How to select a buyer in a responsible exit?

4 March, 2019

Original Source: Triodos Investment Management

As equity sales in the inclusive finance sector grow, so does the importance of selecting a suitable buyer – the obligation of the seller to exit ‘responsibly’. The report Caveat Venditor: Towards a Conceptual Framework for Buyer Selection in Responsible Microfinance Exits provides a conceptual framework for buyer selection and guides investors and their advisors in future exits.

The report is the outcome of research initiated by the Netherlands Platform for Inclusive Finance (NpM), in partnership with the European Microfinance Platform (e-MFP) and the Financial Inclusion Equity Council (FIEC). It maps current industry practice on buyer selection processes, and the priority that investors give to different criteria in selecting a buyer. Triodos Investment Management actively contributed to this research by sharing its insights and learnings.

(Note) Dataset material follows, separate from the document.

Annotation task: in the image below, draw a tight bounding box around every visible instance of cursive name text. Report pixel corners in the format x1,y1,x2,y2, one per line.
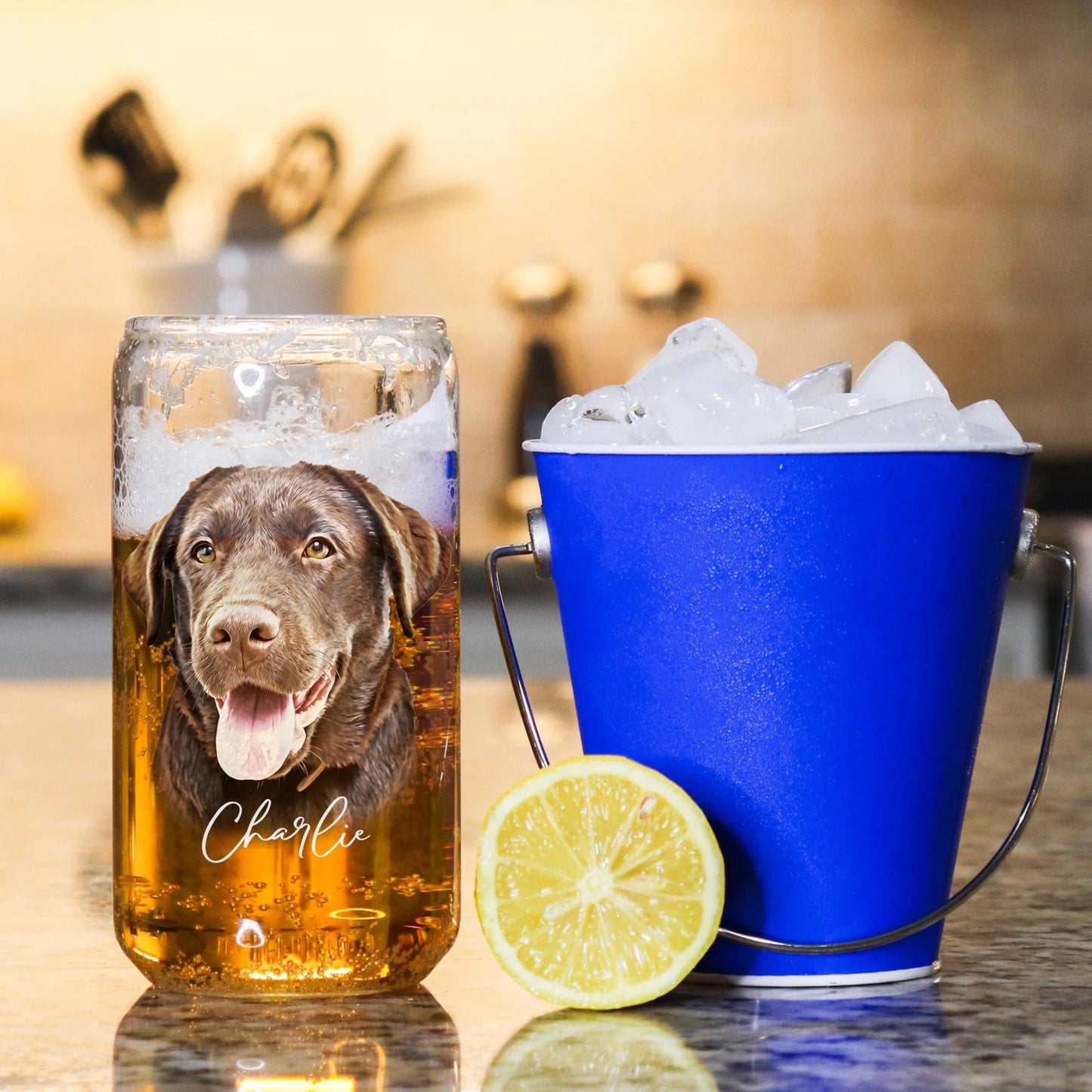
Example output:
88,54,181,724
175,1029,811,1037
201,796,369,865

The need for a new strategic investor

Caspar Sprokel, Head of Equity at Emerging Markets: "In recent years we have exited a significant number of our investments in Asia, Africa and Latin America. These institutions had achieved a level of maturity as a fully-fledged bank, in terms of outreach, governance, risk management and performance. We felt that a new strategic investor was needed, bringing valuable expertise to further the growth and development of the institutions. This indicates the maturing of the inclusive finance industry but also raises the question for us ‘how to make a responsible exit from an institution in which we have been a shareholder for many years, in some cases a decade?”